Specifically, providers and the Centers for Medicare and Medicaid Services would split the savings from reducing costs for a patient through coordinated care, such as not ordering duplicate tests. Of course, ACO providers still must meet key quality metrics.

“It’s looking back at those procedures that have already occurred,” said Paula Ellis, chief nursing officer at Saint John Hospital, a Prime Healthcare affiliate in Leavenworth. “It’s really being a lot more mindful, and looking at all of the information that’s out there. It’s seeing where (the patient) is getting care that their primary care provider doesn’t know about.”

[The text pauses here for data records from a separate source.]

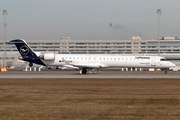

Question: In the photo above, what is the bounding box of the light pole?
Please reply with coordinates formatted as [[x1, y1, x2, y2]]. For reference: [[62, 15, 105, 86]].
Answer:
[[109, 23, 112, 54], [3, 9, 7, 68], [157, 8, 162, 56]]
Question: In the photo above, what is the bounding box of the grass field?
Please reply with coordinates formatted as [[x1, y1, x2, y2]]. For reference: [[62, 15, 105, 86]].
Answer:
[[0, 78, 180, 120]]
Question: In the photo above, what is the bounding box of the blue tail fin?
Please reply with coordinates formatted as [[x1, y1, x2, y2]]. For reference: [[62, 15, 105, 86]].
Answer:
[[8, 39, 45, 65]]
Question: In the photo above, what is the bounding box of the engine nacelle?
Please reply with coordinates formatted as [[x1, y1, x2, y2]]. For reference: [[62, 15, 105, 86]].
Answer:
[[39, 53, 55, 60]]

Prime Healthcare also owns Providence Medical Center in Kansas City, Kan., St. Joseph Medical Center in Kansas City, Mo., and St. Mary’s Medical Center in Blue Springs

While savings between different ACO providers have been mixed, Ellis said other markets under Prime Healthcare have found success. The California-based for-profit hospital operator launched its first ACO in California last year.

Its application for the Kansas City ACO model was granted on Jan. 1. It is serving about 10,000 Medicare patients who use Prime Healthcare physicians as their primary care provider.

“The model’s been out there for a few years,” Ellis said. “It has a track record.”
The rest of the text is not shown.